Environnement

Non, le noyau terrestre ne s’est pas mis à tourner à l’envers

Image d'illustration.

© Getty images

24 janv. 2023 à 16:54Temps de lecture3 min
Par Romane Bonnemé

Contrairement à ce que plusieurs sites d’information, dont la RTBF, ont diffusé le 23 janvier, le noyau terrestre n’a pas commencé à tourner dans le sens inverse de la surface du globe.

En moins de 24 heures, l’information a fait le tour de la Terre : "Le noyau terrestre pourrait s’être mis à tourner à l’envers, selon une étude".

A l’image de ce titre de la RTBF, bon nombre de médias étrangers – tels que le quotidien espagnol El Pais ou le français Libération - ont repris une information initialement publiée par l’Agence France Presse (AFP) ce 23 janvier 2023.

Sur les réseaux sociaux, plusieurs internautes se sont aussi empressés de partager cette information, à commencer par des comptes, considérés comme "complotistes", en insistant notamment sur les effets terribles d’un tel phénomène :

"Il est indéniable qu’il se passe quelque chose de très grave au centre de la Terre qui pourrait avoir des conséquences catastrophiques en surface. Il ne nous reste plus qu’à vivre comme les anciennes civilisations turques : dans des villes souterraines !" écrit par exemple cette Twitto qui compte plus de 25.000 abonnés.

Sauf que cette information, ainsi que les conséquences qui en découlent, est à mille lieues de la réalité : le sens de rotation du noyau de la Terre n’a pas changé.

Que dit l’étude en question ?

L’étude d’où découlent ces nombreuses réactions a été publiée le 23 janvier 2023 dans la revue Nature. Dans le résumé de cette étude, on lit que ces deux auteurs ont mené des recherches sur "la rotation différentielle du noyau interne de la Terre par rapport au manteau".

En d’autres termes, pourquoi la partie la plus profonde de la Terre, que l’on appelle la "graine" ou "le noyau", aurait une vitesse différence de celle de la surface de la Terre.

En aucun cas, l’étude de Nature publiée ce 23 janvier n’affirme que le noyau va dans le sens inverse de celui de la surface de la Terre.

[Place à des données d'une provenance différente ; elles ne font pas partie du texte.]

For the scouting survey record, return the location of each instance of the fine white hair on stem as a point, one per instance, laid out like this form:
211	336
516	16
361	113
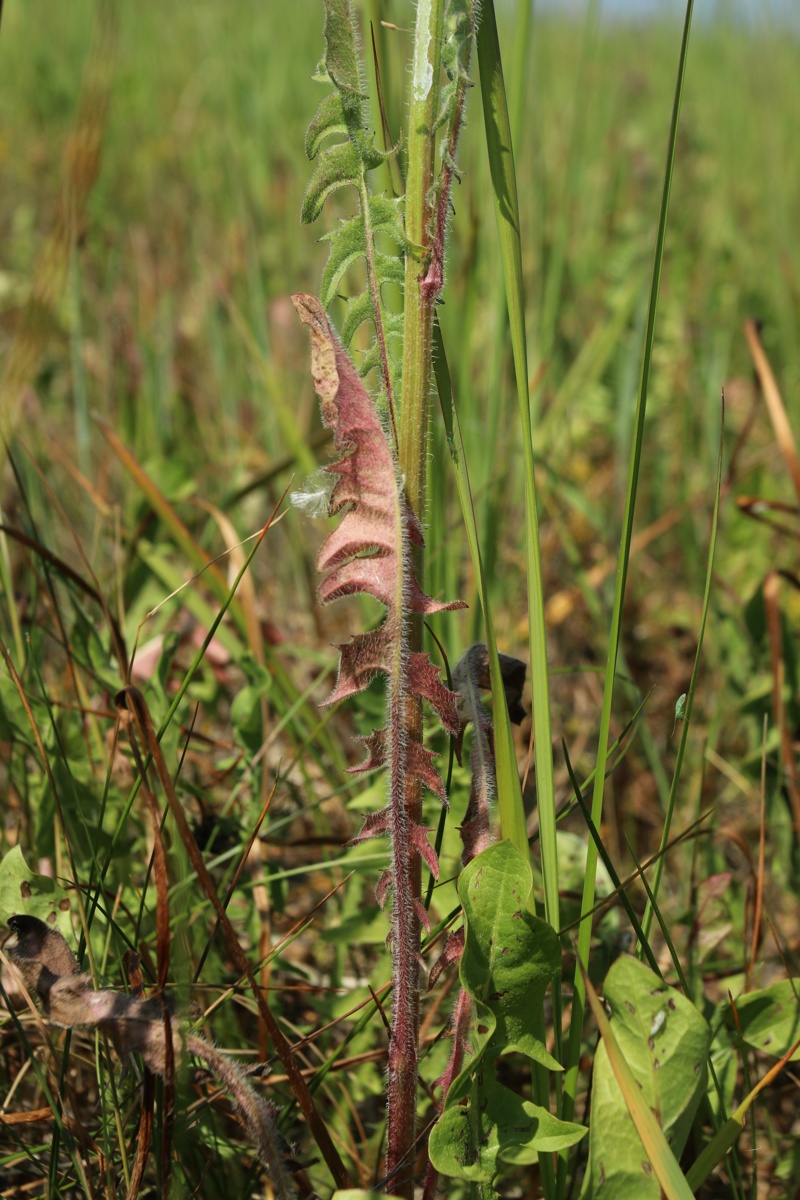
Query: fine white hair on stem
314	497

"La conclusion de l’étude de Nature est beaucoup moins sensationnelle" indique Jérémy Rekier, chercheur à l’Observatoire royal de Belgique. "Selon ses auteurs, la graine pourrait avoir commencé à tourner un peu plus lentement que le reste de la Terre. Ils avancent la possibilité qu’il y aurait des cycles d’environ 60 ans au cours desquels la graine alternerait entre une vitesse plus rapide puis moins rapide que celle du reste de la Terre."

"L’étude de Nature n’est qu’une pierre de plus à l’édifice théorique"

Cette hypothèse d’un "décalage entre la rotation de la graine à l’intérieur de la Terre et celle de la surface" n'est pas nouvelle, indique le chercheur de l’Observatoire royal de Belgique, qui estime un début des recherches sur le sujet à la moitié des années 1990.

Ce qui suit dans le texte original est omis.